An environmental report published by the Los Angeles Department of City Planning sheds new light on Atlas Capital Group's plans to convert the Downtown printing plant of the Los Angeles Times into a soundstage and office complex.
The project, which would be named 8th and Alameda Studios for its main cross streets, calls for redeveloping the 26-acre facility into more than 830,000 square feet of sound stages, office space, and other support functions.
RIOS is designing the proposed complex, which would turn the asphalt parking lot on the western side of the property into three new buildings containing six soundstages. The printing plant, currently occupied by the Times on a long-term lease, would be redeveloped into 11 additional soundstages at a later date, resulting in an eventual total of 17 across the property.
Besides soundstages, Atlas has proposed the construction of 250,000 square feet of new buildings on the campus, including 78,500 square feet of offices and 54,700 square feet of stage support space. Roughly 134,000 square feet of offices space and 253,000 square feet of support facilities are would also be built placed in existing structures. Additionally, a new nine-story, 1,522-car parking structure is slated for the northeast corner of the site.
According to the environmental report, construction of 8th and Alameda Studios is expected to occur over a 34-month period, which is estimated to begin in 2023 and conclude in 2026. At the time the $650-million project was announced in 2021, the Times reports that the newspaper's lease expires at the end of 2023, but included renewal options that could run for at least a decade.
Atlas Capital's project represents the intersection of two trends in Los Angeles real estate - the growth of the Arts District and the seemingly limitless demand for soundstages in the era of streaming services.
Recent years have brought a slew of similar office-soundstage hybrid campuses to Hollywood, and even neighborhoods not commonly associated with film production. Across the Los Angeles River in Boyle Heights, a cold storage facility near the Sixth Street Viaduct is also slated to be converted to soundstages.

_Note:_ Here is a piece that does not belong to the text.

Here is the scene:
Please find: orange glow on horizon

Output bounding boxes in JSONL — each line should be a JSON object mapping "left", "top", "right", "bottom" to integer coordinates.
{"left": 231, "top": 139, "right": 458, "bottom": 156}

The project sits a short walk southwest of a nascent office district centered on the intersection of 7th Street and Santa Fe Avenue, where developers Hines, Lowe, Tishman Speyer, Onni Group, and Jade Enterprises all have projects in the works. Atlas Capital Group, also owns the neighboring ROW DTLA complex at 7th and Alameda, a cavernous former industrial facility with more than 1.3 million square feet of offices.